18th February 2025 | Ian Anfield
Labour’s economic ambitions are undermined by plans to increase employment red tape.
At Hudson, we welcome the government’s pledge to go further and faster on planning reform to boost economic growth.
In numerous speeches and briefings, ministers have told regulators to embrace a “pro-growth” mindset and have vowed to “clear out the regulatory weeds”.
To help increase mortgage availability, the Financial Conduct Authority is looking at ways to simplify lending rules introduced after the 2008 financial crisis.
The promise of planning reform with relaxed lending criteria makes us cautiously optimistic for the year ahead after a period of aggressive government legislation under the Conservatives that saw the end of the red diesel rebate, the VAT domestic reverse charge, a clampdown on IR35 and, of course, the end of easy access to European workers.
Over-regulation of CSCS cards
However, Labour’s drive for deregulation stands in stark contrast to increasing workforce restrictions. The ending of grandfather rights for CSCS cards removed industry accreditation for some of the most highly skilled and experienced people in the sector. CSCS itself said more than 60,000 workers held these cards. A Hudson survey last summer found nearly half of card-carrying respondents would refuse to sit an NVQ to renew their accreditation.
Further changes to the CSCS scheme took effect at the start of February with the labourer card’s validity cut from five to two years.
This removal of experienced operatives’ grandfather rights is ironic, given the government’s big new initiative to roll out NHBC training hubs will see blue cards dished out to people who have never set foot on a building site after just five weeks of training.
The green card expiring after two years is yet another barrier, on top of the fact that CITB is charging £100 for an online course to get the card while sitting on a £100m surplus that it can’t even give away.
Workforce regulation changes ahead
Meanwhile, Labour’s Employment Rights Bill, introduced in October, continues its passage through parliament and has reached the report stage. To date, there has been little opposition to the part of the bill that gives unions greater powers to access the workforce and cause disruption in the workplace, which should be of concern to employers.
The construction industry faces additional uncertainty from the next part of the government’s Plan to Make Work Pay – which proposes to consult on moving towards a single status of worker. This could significantly impact the construction industry, which depends on a pool of highly skilled, productive and flexible self-employed tradespeople.
CITB review echoes past criticisms
Finally, the government has published the long-awaited review by industry consultant Mark Farmer in 2023 into the effectiveness of the Construction Industry Training Board (CITB).
As expected, Farmer highlighted the same failures as previous reviews stretching back years, finding that the CITB is ineffective, overly bureaucratic and the schemes it chooses to fund are unjustifiable when comparing costs against results.

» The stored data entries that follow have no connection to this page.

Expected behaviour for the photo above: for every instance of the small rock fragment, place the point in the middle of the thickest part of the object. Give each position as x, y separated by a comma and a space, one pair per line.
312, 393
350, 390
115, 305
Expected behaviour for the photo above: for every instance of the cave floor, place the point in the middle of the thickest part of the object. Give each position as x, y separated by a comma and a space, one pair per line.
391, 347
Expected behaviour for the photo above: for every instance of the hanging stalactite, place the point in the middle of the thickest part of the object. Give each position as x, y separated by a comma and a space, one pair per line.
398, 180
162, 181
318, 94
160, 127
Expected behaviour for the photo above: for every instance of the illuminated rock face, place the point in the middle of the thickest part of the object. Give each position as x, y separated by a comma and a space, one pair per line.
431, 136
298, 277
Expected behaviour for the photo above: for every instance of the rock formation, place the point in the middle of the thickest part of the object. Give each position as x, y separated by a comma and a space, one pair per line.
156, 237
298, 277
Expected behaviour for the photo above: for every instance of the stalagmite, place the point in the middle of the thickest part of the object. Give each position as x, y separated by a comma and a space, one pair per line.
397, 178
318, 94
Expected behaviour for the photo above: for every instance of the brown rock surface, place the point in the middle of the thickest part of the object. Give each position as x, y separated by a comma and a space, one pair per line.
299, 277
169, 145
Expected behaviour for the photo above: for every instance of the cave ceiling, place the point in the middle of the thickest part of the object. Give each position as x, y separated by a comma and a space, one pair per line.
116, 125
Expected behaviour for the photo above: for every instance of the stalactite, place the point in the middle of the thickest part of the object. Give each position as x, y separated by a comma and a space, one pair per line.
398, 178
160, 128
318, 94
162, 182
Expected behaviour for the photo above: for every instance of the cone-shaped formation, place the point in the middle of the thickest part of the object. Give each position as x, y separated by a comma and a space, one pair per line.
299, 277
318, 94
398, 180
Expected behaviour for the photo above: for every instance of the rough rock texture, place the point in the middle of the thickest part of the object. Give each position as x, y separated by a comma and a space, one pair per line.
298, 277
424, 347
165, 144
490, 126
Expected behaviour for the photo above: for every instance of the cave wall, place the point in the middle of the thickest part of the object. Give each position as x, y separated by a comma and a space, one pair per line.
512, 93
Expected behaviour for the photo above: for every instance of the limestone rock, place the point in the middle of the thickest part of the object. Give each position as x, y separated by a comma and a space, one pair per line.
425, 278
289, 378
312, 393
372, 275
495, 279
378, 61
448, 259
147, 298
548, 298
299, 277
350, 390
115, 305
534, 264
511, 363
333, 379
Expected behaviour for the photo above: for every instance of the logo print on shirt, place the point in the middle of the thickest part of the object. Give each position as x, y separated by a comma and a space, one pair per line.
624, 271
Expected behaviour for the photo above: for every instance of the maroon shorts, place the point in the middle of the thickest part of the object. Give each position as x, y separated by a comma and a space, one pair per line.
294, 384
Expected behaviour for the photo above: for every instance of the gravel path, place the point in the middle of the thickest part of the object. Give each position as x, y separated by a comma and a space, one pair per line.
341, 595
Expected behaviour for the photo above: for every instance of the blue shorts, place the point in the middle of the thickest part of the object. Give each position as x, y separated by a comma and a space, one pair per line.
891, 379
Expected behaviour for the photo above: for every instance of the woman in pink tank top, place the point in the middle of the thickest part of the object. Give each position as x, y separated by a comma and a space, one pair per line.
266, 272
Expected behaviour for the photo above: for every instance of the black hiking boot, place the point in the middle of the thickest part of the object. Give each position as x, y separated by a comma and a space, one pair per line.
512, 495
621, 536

Farmer concluded by saying the CITB should be given yet another chance to reform and, as always, some trade federations which take money from the CITB have wholeheartedly endorsed the outcome.
The chief executive of the CITB, Tim Balcon, took the criticism on the chin and said his organisation needed to be “laser-focused on addressing industry needs”, echoing former chairman James Wates, who in 2016 said the CITB needed to be “laser-focused” following similar criticism and the same old skills crisis.
Time will tell if the laser is a bit more focused this time – it’s highly unlikely, but we can live in hope that one day levy payers will get value for money.